"Cedar + Gold," Tristan Prettyman #MusicMonday
Monday, January 20, 2014source: Tristan Prettyman's Facebook page |
Tristan Prettyman was barely 23 years old when her debut album, appropriately titled "Twentythree," was released by Virgin Records in the summer of 2005. Though I wasn't always terribly fond of the way she used her voice back then, I was entranced by her. Aside from the fact that she was dating my one-time pretend boyfriend, she was the epitome of who I wanted to be when I "grew up" -- the wholesome-looking, somewhat athletic, laid-back tomboy girl with her (what I thought bold) bob haircut. Though she was only a few years older than I was, "Twentythree" represented to me some sort of wisdom I didn't yet have, the keys to growing up that I would acquire. By the time I was actually twenty-three, I realized that it was possibly one of the most confusing years of my life ever.

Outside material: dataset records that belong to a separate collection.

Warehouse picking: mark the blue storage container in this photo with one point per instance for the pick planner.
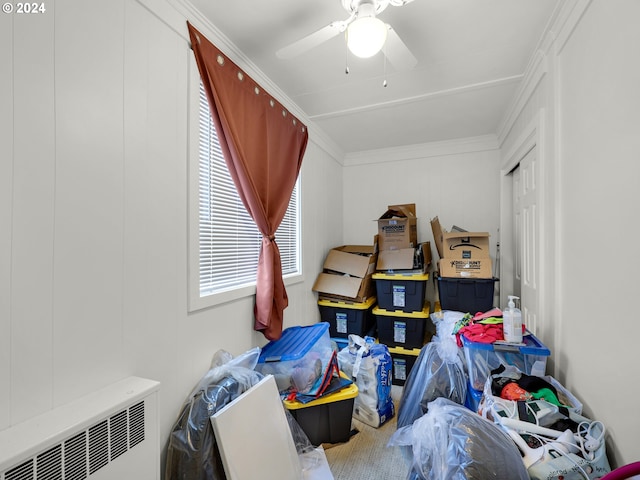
(482, 358)
(298, 348)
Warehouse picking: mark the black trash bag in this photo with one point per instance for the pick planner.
(192, 453)
(439, 371)
(451, 442)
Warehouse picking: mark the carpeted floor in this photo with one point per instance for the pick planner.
(366, 455)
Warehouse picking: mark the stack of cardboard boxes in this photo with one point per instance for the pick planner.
(380, 291)
(465, 279)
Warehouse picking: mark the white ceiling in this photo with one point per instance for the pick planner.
(471, 55)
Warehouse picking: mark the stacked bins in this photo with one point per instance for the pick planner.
(345, 317)
(402, 318)
(468, 295)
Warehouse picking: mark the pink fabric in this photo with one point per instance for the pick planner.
(624, 472)
(263, 146)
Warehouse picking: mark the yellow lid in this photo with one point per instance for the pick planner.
(424, 313)
(344, 304)
(400, 276)
(405, 351)
(346, 393)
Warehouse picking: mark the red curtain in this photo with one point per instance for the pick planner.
(263, 146)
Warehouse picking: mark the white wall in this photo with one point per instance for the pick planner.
(456, 181)
(93, 210)
(93, 162)
(590, 100)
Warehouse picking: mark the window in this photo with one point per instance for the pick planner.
(228, 242)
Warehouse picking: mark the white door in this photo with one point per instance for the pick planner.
(526, 242)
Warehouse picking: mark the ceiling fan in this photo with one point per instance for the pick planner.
(365, 34)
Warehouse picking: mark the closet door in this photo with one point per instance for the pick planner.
(527, 234)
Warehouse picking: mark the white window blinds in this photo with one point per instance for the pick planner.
(229, 241)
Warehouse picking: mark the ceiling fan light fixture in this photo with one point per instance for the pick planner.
(366, 36)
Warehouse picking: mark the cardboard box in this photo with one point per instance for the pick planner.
(347, 272)
(398, 227)
(453, 267)
(437, 231)
(405, 260)
(462, 254)
(465, 245)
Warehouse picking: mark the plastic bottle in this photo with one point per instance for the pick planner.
(512, 322)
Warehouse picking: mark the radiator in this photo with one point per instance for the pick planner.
(111, 434)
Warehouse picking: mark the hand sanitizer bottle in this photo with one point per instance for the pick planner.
(512, 322)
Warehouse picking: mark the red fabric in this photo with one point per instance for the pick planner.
(263, 146)
(513, 391)
(478, 332)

But "Twentythree" was the perfect album for that summer, with its sticky hot subway rides to and from work, to and from concerts, and to and from the beach. The music was appropriately "beachy," imperfect, youthful, raw, quirky, and happy. Her second album, "Hello...x" was released in 2008, and ultimately quite unmemorable. For the couple, there was a breakup, a get-back-together, an engagement, and a permanent split. I discovered recently that Tristan Prettyman (whose name in and of itself is an inside joke to me ... I once liked a boy named Tristan, who was indeed very pretty) not only became engaged again (to another guy), but released a third studio album -- "Cedar + Gold" -- in October 2012.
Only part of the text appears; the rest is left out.